Workers from big-name tech companies and small startups are joining the People's Climate March later this month in Washington, D.C.

Green thumbs, fingers and hands. (Photo by Attribution Engine user Rishi Bandopadhay, used under a Creative Commons license)
In an effort that’s been cycling around inboxes for several days, actors in Brooklyn’s tech sector are getting people together to join the People’s Climate March later this month in Washington.

We talked to one of the organizers, Andy McWilliams, who works at ThoughtWorks, a creative technology consultancy in Manhattan (McWilliams notes that his efforts are apart from his job there).

“We formed our group to enable people in the tech sector, whatever their skill-sets, backgrounds, or positions within companies, to come and work together,” he wrote in an email. “The People’s Climate March on April 29 gave us an excuse to put out the call for volunteers via the website, and come together around this very important march for climate, jobs and justice.”

We want to build a movement in the tech sector to bring more tech workers out and use their voice to push for climate action now.
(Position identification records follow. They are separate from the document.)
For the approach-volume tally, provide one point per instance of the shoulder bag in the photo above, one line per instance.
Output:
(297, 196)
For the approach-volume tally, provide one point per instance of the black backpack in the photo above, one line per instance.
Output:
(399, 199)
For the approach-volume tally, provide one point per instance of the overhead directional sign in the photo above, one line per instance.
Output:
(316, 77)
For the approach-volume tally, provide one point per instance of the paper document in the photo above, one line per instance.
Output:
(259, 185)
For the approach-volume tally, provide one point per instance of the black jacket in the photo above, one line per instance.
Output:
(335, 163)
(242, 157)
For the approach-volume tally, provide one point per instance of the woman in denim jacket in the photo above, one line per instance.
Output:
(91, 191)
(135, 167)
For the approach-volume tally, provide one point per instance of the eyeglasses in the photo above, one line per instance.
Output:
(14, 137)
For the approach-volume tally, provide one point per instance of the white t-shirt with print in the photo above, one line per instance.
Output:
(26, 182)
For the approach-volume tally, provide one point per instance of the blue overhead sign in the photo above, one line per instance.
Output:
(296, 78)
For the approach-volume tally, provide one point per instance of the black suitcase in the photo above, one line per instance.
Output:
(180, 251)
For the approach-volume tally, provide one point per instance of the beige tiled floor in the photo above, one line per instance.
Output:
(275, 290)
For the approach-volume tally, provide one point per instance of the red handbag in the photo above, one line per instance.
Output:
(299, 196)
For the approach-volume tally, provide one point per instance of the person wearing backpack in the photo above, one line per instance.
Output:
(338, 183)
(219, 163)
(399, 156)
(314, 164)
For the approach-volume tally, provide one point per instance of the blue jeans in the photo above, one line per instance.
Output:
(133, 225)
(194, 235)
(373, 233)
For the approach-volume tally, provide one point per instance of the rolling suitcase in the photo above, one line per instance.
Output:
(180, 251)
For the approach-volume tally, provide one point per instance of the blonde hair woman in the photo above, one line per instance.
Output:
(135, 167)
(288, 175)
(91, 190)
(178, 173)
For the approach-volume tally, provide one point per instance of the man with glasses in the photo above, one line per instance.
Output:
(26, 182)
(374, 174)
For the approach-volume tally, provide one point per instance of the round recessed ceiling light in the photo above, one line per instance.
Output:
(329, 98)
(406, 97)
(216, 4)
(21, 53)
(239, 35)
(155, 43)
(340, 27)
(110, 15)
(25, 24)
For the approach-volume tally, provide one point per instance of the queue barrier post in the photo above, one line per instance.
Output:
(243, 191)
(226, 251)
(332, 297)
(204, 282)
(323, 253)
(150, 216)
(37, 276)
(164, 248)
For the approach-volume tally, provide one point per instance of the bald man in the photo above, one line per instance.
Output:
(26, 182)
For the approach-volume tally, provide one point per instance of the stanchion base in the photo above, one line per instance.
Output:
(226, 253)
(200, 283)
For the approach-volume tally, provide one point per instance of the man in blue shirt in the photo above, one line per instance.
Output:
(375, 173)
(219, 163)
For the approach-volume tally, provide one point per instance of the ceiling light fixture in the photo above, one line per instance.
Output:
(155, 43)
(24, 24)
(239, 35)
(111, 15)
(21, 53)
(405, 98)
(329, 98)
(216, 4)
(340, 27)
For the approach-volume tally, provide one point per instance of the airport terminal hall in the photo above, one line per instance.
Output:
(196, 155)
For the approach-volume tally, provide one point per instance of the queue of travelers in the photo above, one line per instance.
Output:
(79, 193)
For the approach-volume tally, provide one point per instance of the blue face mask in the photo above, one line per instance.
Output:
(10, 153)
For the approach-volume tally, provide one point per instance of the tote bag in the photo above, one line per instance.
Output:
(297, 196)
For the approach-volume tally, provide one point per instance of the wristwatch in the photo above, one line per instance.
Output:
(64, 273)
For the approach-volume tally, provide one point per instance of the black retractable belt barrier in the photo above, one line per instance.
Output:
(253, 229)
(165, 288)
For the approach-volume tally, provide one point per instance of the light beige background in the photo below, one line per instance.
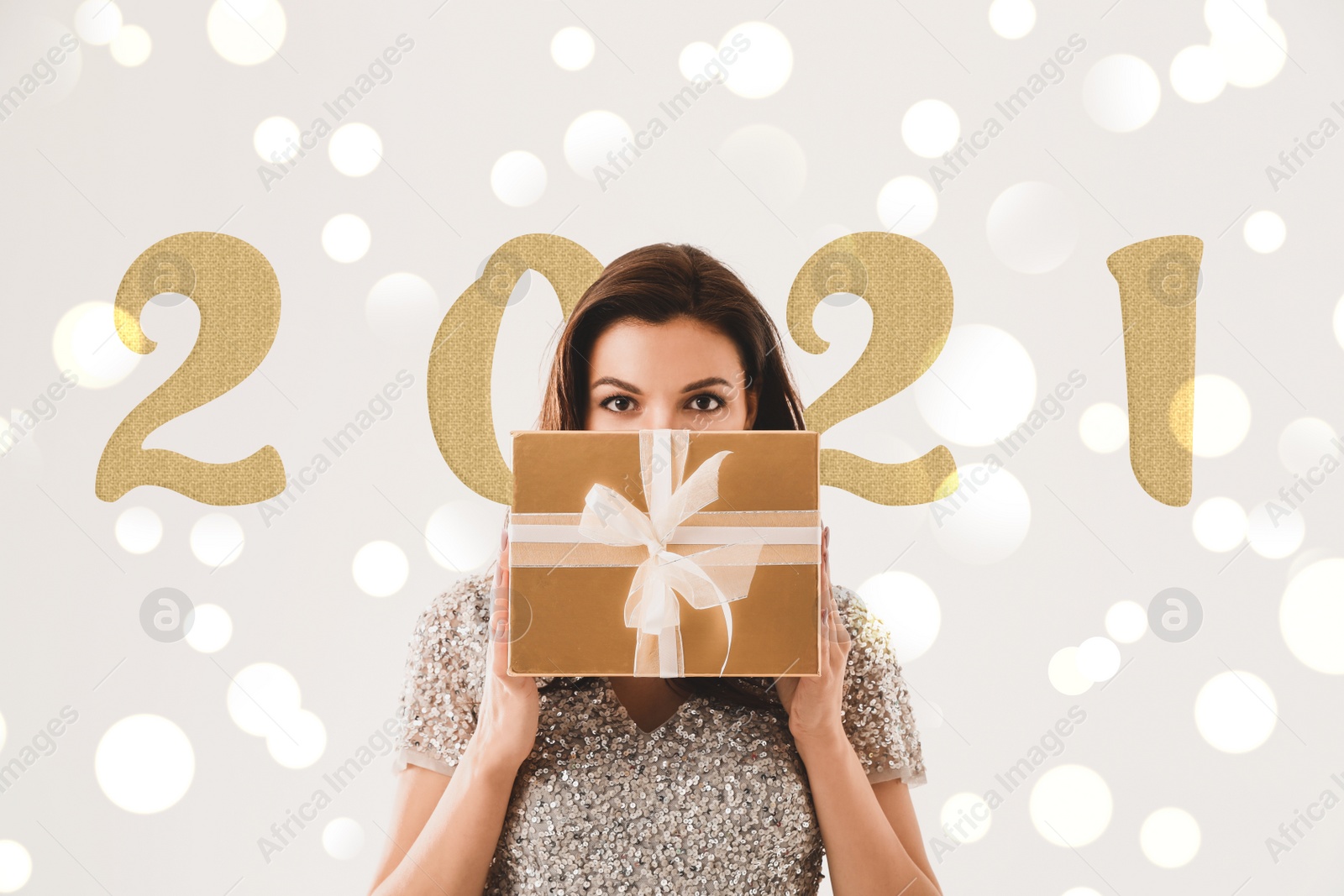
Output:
(109, 159)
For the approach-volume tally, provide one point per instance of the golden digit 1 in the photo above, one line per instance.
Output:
(1158, 282)
(239, 297)
(911, 296)
(460, 363)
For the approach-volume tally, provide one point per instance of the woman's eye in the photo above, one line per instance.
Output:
(706, 403)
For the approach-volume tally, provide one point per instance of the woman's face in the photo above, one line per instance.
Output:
(680, 375)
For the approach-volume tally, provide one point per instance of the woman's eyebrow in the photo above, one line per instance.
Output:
(707, 380)
(612, 380)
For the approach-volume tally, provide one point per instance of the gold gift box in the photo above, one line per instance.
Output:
(571, 593)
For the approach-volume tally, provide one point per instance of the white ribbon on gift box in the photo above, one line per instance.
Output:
(714, 577)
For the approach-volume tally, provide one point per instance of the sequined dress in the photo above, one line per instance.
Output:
(712, 801)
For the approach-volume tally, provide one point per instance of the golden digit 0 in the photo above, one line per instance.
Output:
(904, 282)
(460, 363)
(1158, 282)
(239, 297)
(911, 296)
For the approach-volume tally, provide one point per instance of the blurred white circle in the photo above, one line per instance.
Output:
(343, 839)
(132, 46)
(907, 206)
(1012, 19)
(907, 607)
(1253, 54)
(694, 58)
(1276, 530)
(517, 177)
(1104, 427)
(931, 128)
(1220, 524)
(1265, 231)
(87, 343)
(212, 629)
(1169, 837)
(1305, 443)
(1198, 74)
(346, 238)
(246, 34)
(276, 140)
(402, 308)
(965, 819)
(355, 149)
(1099, 658)
(1121, 93)
(15, 867)
(1223, 418)
(1126, 621)
(985, 520)
(964, 405)
(571, 49)
(1236, 711)
(261, 694)
(1063, 673)
(1032, 228)
(139, 530)
(769, 161)
(300, 741)
(1070, 805)
(1310, 616)
(765, 66)
(381, 569)
(464, 533)
(217, 539)
(144, 763)
(97, 22)
(591, 137)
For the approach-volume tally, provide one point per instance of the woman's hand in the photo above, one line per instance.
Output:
(506, 726)
(813, 705)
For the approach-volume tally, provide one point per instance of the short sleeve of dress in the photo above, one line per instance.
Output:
(877, 712)
(444, 678)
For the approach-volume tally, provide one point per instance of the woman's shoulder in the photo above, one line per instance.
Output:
(867, 631)
(464, 604)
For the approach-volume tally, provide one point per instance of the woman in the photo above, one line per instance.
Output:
(655, 785)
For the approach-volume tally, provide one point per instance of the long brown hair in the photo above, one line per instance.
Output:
(655, 285)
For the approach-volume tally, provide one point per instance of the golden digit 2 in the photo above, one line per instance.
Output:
(1158, 282)
(911, 296)
(239, 297)
(902, 281)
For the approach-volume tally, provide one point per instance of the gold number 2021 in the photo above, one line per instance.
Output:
(904, 282)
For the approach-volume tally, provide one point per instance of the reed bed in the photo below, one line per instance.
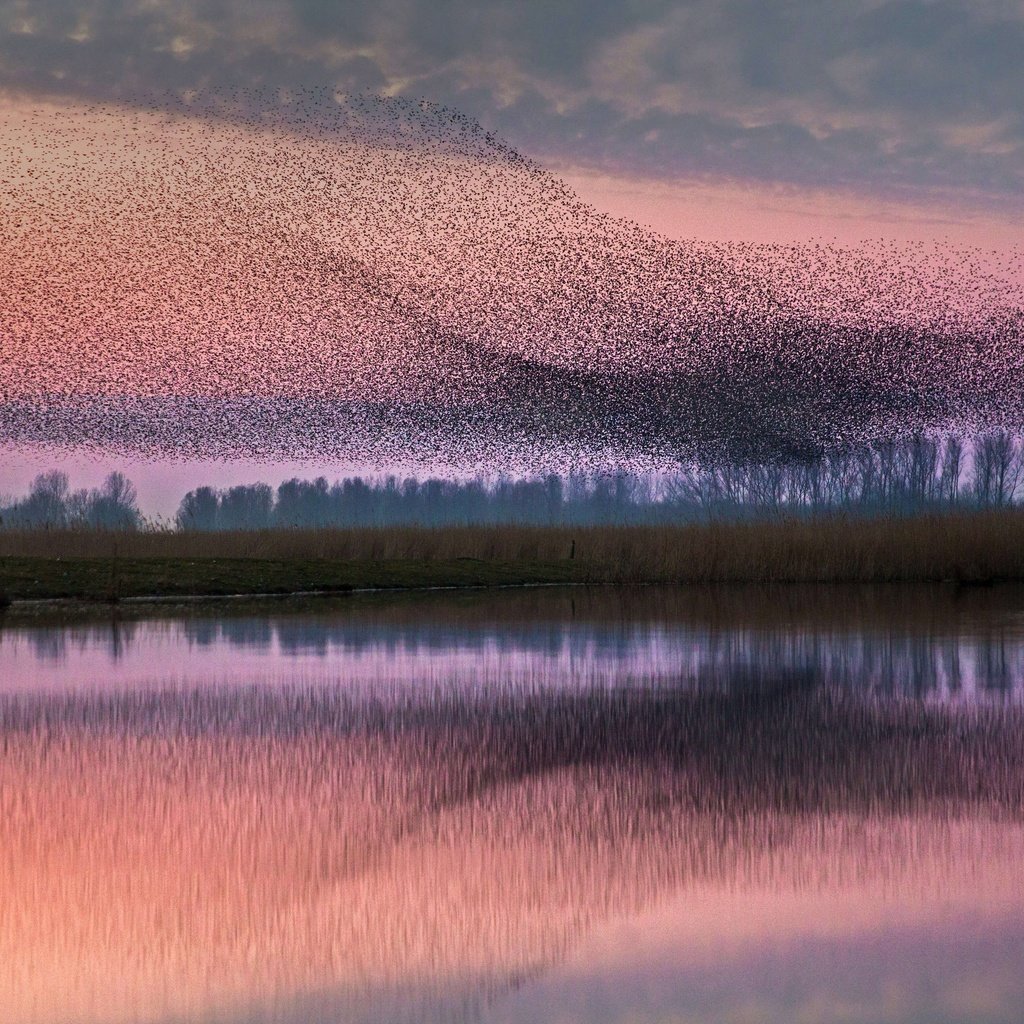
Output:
(962, 547)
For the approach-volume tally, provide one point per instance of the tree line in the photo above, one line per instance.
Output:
(51, 504)
(907, 476)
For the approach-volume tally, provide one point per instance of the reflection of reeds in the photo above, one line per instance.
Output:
(186, 850)
(956, 548)
(767, 743)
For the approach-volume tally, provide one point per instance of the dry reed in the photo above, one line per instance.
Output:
(963, 547)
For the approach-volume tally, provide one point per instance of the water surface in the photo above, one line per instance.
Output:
(608, 806)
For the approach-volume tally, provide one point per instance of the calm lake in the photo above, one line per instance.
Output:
(612, 806)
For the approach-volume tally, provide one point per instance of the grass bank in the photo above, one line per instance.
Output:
(976, 548)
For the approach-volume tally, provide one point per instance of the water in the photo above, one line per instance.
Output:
(594, 806)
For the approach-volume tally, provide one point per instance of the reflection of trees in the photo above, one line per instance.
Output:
(416, 852)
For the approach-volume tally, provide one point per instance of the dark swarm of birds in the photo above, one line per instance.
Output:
(315, 274)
McWilliams says there already is an informal group, people who have found each other through personal and social networks, who have the same fears of climate change. McWilliams wrote that the identity of the group is still in flux, and people from all parts of the tech world are welcome.

“I’ve been working on mobile apps on and off for the last 7 years, most recently at Google, and I’ve seen the effects of the crazy exponential curve as mobile computing has gone from a niche to ubiquity.” This is Sam Phillips, another one of the group’s members. Phillips lives in Vermont. “Listening to the Paris negotiations in 2015 I realized that humanity is facing another exponential change but instead of getting better and better tech the impacts from climate change are going to make things worse and worse, at ever accelerating rates. We want to build a movement in the tech sector to bring more tech workers out and use their voice to push for climate action now.”

The group certainly wouldn’t be the only one working to protest decisions by the Trump administration. Both Etsy and Kickstarter continue to fight Trump’s immigration orders in court, and 17 members of the Brooklyn tech community signed an open letter protesting the travel ban as well.

Helen Mueller, who works on a product development team for Facebook in Silicon Valley, joined the group after her awakening to the dangers of climate change and even became vegan as a result.

“Having grown up in the Bay Area, and currently living here, I am thoroughly aware of how innovation and globalization are incredible forces when put together,” she wrote in an email. “While I have always been concerned about climate change, the extensive drought in California has pushed me in the past few years to make further, more significant changes in my daily life.”